Я — военный поселянин из Чугуева, самоучка.
Мы сидели в ожидании «страшного» критика Стасова и тихонько разговаривали о нем. Антокольский в качестве хозяина поправлял сервировку, укладывая покрасивее фрукты на тарелках, и поминутно выходил на улицу, чтобы встретить важного дорогого гостя. Иногда кто-нибудь вспоминал громкую фразу из статьи Стасова об Академии, и тогда Семирадский, выпрямляясь во весь рост, начинал шагать по комнате, сверкая серыми выпуклыми глазами. Ковалевский с тайной иронией осторожного татарина умел ловко кольнуть товарища-классика в больное место и в виде вопроса, похвалив знаменитого журналиста, задеть Семирадского за живое. Семирадский уже горел нетерпением сразиться с критиком. Он был убежденный академист.
Наконец-то! Слышим, еще издали на лестнице и по коридору раздается громкий мужской голос, и в сопровождении Антокольского показалась громадная бородатая фигура сильного мужчины, с проседью, в черном сюртуке. Он должен был согнуться, чтобы заполнить собою пролет в мою комнату. Вид его был очень внушительный и так же мажорен, как его статьи[172].
Поздоровавшись со всеми наскоро, Владимир Васильевич сказал, указывая на Антокольского:
— Это вот кому я обязан, что сейчас стою здесь — среди вас. Надеюсь, вы хорошо все видели и знаете его статуэтку из дерева — «Еврея, вдевающего нитку в иголку»? А? Какова вещица? Небольшая по размеру, но достаточно велика, чтобы увлечь всю новую скульптуру на настоящую, реальную дорогу.
— Дай бог, пора!
— Да это небывалая вещь![173]
— И я бы очень хотел видеть побольше таких начинаний. Надеюсь, вы согласны в этом со мной?
С Семирадским они заспорили с места в карьер.
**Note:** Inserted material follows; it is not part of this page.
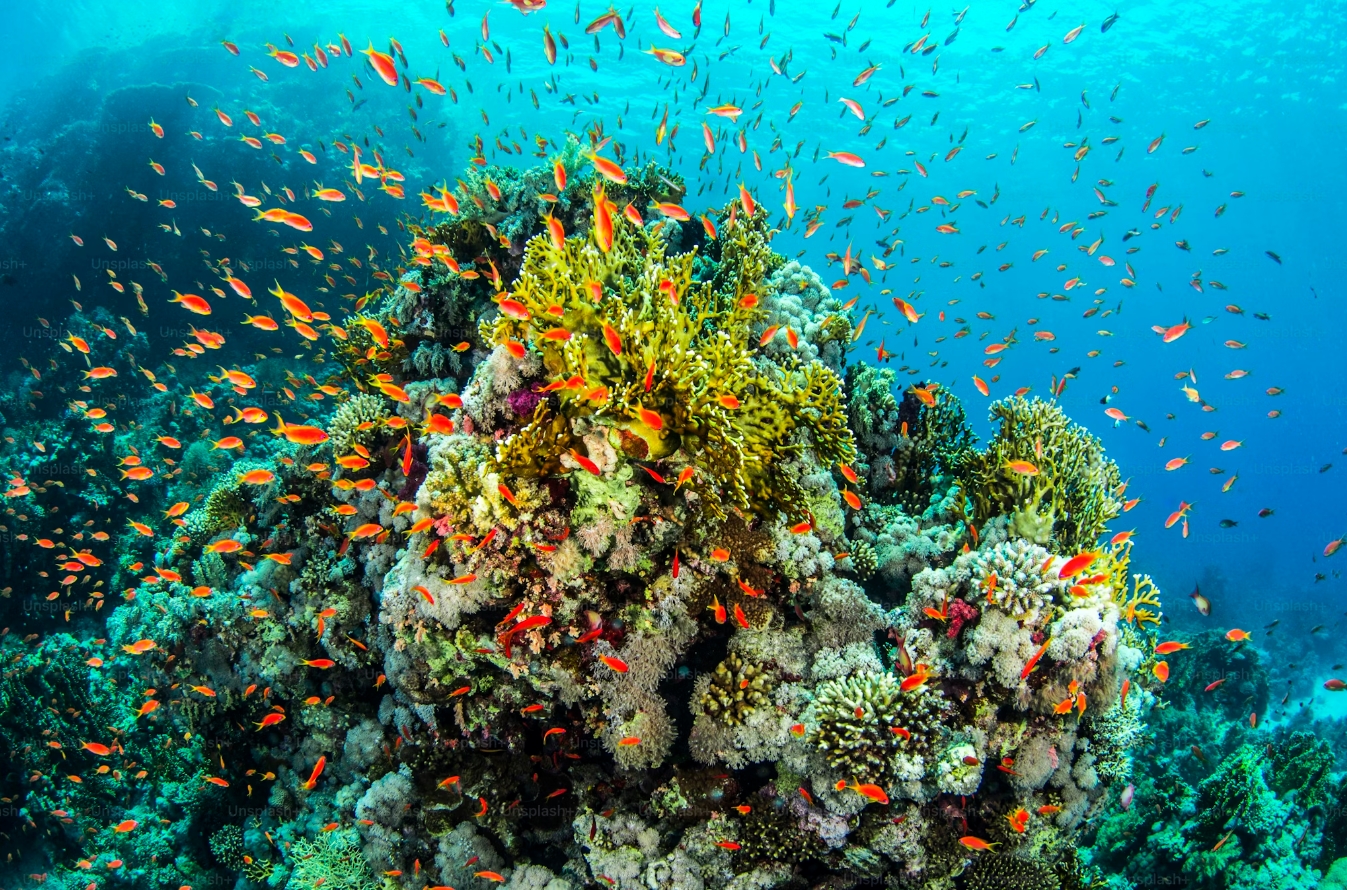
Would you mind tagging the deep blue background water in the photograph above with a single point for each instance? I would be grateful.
(80, 81)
Когда Владимир Васильевич сказал, что эта скульптура Антокольского из дерева для него выше и дороже всей классической фальши — антиков, Семирадский с напускным удивлением возразил, что он с этим никак согласиться не может: что уже в древности у греков были рипорографы[174] и что Демитриас, афинский жанрист, не так уже высоко ценился у тонких меценатов античного мира.